St. John of the Cross Poetry Reflections Part 5 Stanzas Applied Spiritually to Christ and the Soul

O living flame of love
That tenderly wounds my soul in its deepest center!
Since now You are not oppressive, now consumate!
If it be Your will; tear through the veil of this sweet encounter!
O sweet cautery,
O delightful wound
O gentle hand!
O delicate touch that tastes of eternal life and pays every debt!
In killing you changed death into life.
O lamps of fire!
In whose splendors
The deep caverns of feeling,
Once obscure and blind,
Now give forth, so rarely, so exquisitely
Both warmth and light to their beloved
How gently and lovingly you wake in my heart
Where in secret you dwell alone;
And in your sweet breathing,
Filled with good and glory,
How tenderly you swell my heart with love.
The Living Flame of Love contains beautiful imagery that can be used to describe what takes place in Purgatory. St. John of the Cross more explicitly speaks of his experience of the purification of the soul in this poem. Here, the Beatific Vision of God is compared to a "living flame of love."
This flame is God himself and not only represents, but is his love for his people. It is a healthy flame that wounds, but in so doing cleanses the soul. St. John speaks of this quite eloquently as a "sweet cautery" and "delightful wound" that "tastes of eternal life and pays every debt."
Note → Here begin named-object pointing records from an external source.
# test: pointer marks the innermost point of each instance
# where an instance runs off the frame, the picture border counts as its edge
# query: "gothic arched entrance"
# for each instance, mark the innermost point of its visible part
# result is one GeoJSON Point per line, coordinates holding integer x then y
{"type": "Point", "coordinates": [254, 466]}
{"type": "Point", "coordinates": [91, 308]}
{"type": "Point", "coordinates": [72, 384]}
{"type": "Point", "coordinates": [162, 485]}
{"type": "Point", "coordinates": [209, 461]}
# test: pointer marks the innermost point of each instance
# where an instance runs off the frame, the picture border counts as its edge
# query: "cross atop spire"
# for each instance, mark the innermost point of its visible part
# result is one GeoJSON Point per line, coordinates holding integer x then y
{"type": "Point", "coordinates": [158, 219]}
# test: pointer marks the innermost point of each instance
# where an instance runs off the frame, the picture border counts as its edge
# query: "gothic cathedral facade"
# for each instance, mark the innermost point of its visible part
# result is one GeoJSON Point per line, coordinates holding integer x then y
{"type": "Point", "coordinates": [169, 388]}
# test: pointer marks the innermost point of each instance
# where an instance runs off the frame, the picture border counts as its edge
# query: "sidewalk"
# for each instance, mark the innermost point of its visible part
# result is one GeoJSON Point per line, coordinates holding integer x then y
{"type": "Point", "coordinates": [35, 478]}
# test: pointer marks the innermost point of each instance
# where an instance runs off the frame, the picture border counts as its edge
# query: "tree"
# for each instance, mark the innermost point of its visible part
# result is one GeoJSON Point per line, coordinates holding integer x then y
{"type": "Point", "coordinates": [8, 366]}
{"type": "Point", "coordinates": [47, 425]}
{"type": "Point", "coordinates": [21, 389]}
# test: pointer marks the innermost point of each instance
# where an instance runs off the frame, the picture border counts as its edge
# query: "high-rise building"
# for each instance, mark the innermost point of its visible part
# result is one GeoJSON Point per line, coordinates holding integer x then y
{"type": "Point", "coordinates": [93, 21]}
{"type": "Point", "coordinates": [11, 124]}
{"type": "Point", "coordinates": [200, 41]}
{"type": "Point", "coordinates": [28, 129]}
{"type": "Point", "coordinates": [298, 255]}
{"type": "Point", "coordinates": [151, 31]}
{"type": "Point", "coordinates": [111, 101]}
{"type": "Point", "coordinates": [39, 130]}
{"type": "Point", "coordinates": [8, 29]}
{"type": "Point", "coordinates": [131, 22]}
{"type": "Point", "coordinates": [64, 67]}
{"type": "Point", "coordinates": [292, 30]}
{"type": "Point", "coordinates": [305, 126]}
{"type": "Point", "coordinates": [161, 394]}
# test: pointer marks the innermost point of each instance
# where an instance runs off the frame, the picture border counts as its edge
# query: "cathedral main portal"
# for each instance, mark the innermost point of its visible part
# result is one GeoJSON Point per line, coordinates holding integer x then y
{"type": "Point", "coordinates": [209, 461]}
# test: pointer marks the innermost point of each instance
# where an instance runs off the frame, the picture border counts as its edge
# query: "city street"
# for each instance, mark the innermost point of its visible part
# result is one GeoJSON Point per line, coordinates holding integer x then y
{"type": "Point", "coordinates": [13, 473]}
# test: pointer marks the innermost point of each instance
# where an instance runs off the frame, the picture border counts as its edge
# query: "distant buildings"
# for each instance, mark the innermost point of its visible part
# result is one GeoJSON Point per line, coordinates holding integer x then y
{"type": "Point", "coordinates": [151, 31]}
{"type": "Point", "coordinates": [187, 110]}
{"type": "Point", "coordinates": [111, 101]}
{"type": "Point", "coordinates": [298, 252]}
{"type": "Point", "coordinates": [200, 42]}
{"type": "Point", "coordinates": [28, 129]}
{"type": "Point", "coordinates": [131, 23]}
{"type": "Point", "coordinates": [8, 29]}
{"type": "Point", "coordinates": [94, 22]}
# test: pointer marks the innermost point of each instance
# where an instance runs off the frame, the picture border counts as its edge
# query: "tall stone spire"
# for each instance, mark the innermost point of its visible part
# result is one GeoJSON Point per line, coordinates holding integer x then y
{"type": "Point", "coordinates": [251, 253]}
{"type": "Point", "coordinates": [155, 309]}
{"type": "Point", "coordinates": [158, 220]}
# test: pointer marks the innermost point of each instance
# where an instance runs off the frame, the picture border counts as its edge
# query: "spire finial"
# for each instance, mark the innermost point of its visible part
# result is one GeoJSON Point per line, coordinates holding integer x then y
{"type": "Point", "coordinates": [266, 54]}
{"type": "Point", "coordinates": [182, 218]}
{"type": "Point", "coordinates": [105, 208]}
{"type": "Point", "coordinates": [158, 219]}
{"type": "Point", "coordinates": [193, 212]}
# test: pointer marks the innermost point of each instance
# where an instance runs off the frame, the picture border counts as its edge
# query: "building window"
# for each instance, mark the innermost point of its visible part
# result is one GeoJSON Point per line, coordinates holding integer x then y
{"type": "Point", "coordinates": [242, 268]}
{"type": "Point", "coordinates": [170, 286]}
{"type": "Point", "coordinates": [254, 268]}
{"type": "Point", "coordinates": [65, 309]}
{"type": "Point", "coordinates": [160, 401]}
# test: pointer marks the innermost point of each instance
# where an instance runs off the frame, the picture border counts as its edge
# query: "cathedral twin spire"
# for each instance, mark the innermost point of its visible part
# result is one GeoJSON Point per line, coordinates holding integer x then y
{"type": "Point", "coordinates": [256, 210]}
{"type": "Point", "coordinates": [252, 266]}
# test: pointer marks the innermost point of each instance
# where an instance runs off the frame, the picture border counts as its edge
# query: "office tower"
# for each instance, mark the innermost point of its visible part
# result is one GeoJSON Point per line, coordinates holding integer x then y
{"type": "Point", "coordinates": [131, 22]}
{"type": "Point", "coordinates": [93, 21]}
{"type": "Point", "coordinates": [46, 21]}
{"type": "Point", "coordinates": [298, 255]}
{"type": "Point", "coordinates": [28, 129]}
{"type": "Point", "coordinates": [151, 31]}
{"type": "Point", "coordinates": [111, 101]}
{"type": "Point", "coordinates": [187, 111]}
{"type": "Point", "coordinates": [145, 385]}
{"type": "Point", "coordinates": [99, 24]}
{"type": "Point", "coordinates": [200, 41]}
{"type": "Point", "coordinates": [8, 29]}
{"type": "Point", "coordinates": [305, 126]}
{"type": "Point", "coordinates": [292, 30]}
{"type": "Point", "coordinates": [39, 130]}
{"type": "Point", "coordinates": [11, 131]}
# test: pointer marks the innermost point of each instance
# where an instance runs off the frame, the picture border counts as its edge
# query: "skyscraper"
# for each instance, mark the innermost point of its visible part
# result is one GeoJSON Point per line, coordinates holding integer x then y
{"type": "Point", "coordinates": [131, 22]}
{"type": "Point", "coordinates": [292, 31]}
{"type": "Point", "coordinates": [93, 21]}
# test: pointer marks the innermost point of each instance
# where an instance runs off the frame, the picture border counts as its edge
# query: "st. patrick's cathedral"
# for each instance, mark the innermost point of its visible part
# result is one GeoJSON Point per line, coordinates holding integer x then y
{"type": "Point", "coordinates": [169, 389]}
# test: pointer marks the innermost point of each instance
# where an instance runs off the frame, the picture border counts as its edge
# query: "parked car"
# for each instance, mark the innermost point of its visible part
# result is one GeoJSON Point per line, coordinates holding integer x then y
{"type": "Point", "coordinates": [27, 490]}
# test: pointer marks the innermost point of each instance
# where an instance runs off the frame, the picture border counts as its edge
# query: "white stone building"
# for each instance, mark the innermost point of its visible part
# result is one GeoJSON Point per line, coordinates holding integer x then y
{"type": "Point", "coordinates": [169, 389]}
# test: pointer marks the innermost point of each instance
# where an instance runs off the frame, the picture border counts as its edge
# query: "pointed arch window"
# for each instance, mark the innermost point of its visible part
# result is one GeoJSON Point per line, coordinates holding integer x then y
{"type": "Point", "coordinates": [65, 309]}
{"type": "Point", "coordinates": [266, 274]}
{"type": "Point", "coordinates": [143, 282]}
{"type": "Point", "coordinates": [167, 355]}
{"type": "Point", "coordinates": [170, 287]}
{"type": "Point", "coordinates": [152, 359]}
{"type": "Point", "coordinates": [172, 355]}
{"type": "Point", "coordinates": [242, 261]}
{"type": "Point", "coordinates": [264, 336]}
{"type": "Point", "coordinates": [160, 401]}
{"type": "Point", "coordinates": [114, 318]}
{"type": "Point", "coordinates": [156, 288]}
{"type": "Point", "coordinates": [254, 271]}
St. John asks of Christ to come in haste so the living flame of love may overcome his soul because he knows when this time of purification is complete, he will experience eternal life with his Creator. The more the soul is purified, the more it is consumed by God's fire of love, the less obscure and blind the soul becomes towards God and the image of a painful fire is replaced by the "warmth and light" of God. As St. John states in the fourth stanza, the soul begins to radiate with the brightness of God himself. Finally at the end of this process, the soul finds himself more conscious than he was in his earthly life and discovers that he has a much greater capacity for God's love than he did before undergoing such purification.